Additionally, we found that the risk of short-term mortality (in-hospital mortality or less than one year of follow-up) was greater among older adults with multidimensional frailty or multidimensional prefrailty than long-term mortality. A cohort study conducted by Hansen et al. revealed that 90-day mortality had higher hazard ratios (HR = 18.50) than did long-term mortality (HR = 7.10) [30]. Zanetti1 et al. investigated data from 529 medical patients and reported that the hazard ratio (HR = 4.152) for 60-day mortality was greater than that for 1-year mortality (HR = 2.986) [16]. Our findings were consistent with those of previous studies. These findings indicate that the MPI has high accuracy and predictive ability for forecasting short-term mortality [2, 9, 27]. This may be because long-term mortality is influenced by a variety of chronic and clinical factors [16], which means that the accurate prediction of long-term mortality needs to consider more potential variables and complex interactions. Moreover, some studies included in our review focused on acutely hospitalized patients. Owing to the urgent and serious nature of their medical conditions, hospitalized patients may have a greater risk of short-term mortality [16, 18, 41].

In general, this systematic review has several strengths. First, we provide a comprehensive synthesis of evidence on multidimensional frailty and mortality. We conducted a comprehensive and systematic search of electronic databases to minimize selection bias and provide a more complete overview of the available evidence. Additionally, we employed rigorous methods for study selection, data extraction, and quality assessment. Subgroup and sensitivity analyses were conducted to explore the sources of heterogeneity. These factors collectively enhance the rigor and reliability of our study, increasing confidence in the scientific validity and credibility of our findings.

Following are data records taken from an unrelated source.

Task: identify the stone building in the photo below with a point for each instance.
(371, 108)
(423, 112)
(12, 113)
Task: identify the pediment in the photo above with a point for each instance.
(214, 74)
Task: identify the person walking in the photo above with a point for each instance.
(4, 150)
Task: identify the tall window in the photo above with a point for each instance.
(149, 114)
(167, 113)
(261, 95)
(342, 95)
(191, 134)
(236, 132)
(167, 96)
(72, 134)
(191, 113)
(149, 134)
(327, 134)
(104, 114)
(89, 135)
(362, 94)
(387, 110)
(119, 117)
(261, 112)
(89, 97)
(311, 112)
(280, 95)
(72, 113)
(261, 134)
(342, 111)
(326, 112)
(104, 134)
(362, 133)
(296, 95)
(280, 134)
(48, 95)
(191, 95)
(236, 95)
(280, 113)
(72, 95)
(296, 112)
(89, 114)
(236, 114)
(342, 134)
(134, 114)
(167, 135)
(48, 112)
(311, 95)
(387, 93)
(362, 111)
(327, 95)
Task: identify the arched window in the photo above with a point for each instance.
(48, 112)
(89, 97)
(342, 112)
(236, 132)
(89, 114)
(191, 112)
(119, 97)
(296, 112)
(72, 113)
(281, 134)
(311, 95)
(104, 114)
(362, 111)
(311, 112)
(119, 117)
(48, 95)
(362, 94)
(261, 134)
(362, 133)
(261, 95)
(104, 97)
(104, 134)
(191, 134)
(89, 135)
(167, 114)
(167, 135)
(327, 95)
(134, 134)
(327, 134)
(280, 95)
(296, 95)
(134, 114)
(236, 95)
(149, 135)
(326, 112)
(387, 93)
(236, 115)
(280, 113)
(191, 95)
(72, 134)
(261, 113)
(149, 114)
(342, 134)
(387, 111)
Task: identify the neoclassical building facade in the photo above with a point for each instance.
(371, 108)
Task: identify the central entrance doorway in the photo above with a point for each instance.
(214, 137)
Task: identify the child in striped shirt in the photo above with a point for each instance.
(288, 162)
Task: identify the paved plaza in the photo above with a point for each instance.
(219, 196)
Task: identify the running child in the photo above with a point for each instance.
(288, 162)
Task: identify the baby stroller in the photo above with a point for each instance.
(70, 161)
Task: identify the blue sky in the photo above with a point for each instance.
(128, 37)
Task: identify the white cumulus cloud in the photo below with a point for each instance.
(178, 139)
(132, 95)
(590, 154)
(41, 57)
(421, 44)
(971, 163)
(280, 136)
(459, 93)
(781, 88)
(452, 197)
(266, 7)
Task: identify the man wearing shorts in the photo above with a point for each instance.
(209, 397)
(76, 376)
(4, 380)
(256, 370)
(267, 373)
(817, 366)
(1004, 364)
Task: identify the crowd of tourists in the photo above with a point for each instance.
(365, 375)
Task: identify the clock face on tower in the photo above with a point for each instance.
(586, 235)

However, several limitations of this study that should be acknowledged. First, there was significant heterogeneity in the studies, possibly due to the diverse environments in which the research was conducted. There was a lack of studies conducted in community and care facilities, which may have affected on the results. While numerous studies have been conducted in hospital environments, the patients in these studies exhibited a wide range of disease types. Owing to limitations in the number of studies available, we were unable to perform subgroup analyses on the basis of specific disease types. Second, in terms of the search strategy, our search terms did not utilize Emtree in the Embase search strategy, Medical Subject Headings (MeSH) in the Cochrane Library search strategy, or CINAHL Subject Headings in the CINAHL search strategy. Third, while most studies adjusted for confounding factors, each study had different confounding factors that were considered. These varying confounders may have had an impact on the results of the study. Finally, the follow-up durations of the studies were not consistent, with some studies having relatively short follow-up periods. This variation in follow-up time may have resulted in an underestimation of the outcomes of the study.

Hence, future studies should provide the HR or OR of mortality in community and care facilities, and respondents should be followed up for a longer period. Additionally, more research is needed to elucidate the mechanisms underlying the relationship between multidimensional frailty and mortality.

Conclusions

The systematic review of the relationship between multidimensional frailty and mortality revealed that multidimensional frailty/prefrailty is a predictor of mortality, which has prognostic value and can guide treatment decisions.

Relevance to clinical practice

The MPI is a reliable prognostic indicator for mortality in various populations and could be used to guide nursing decisions and identify individuals at risk of adverse outcomes. However, importantly, many of the studies included in this review were conducted in hospital settings and focused on specific patient populations. Further research is needed to evaluate the utility of the MPI in different environments and populations as well as to explore its potential applications in clinical practice.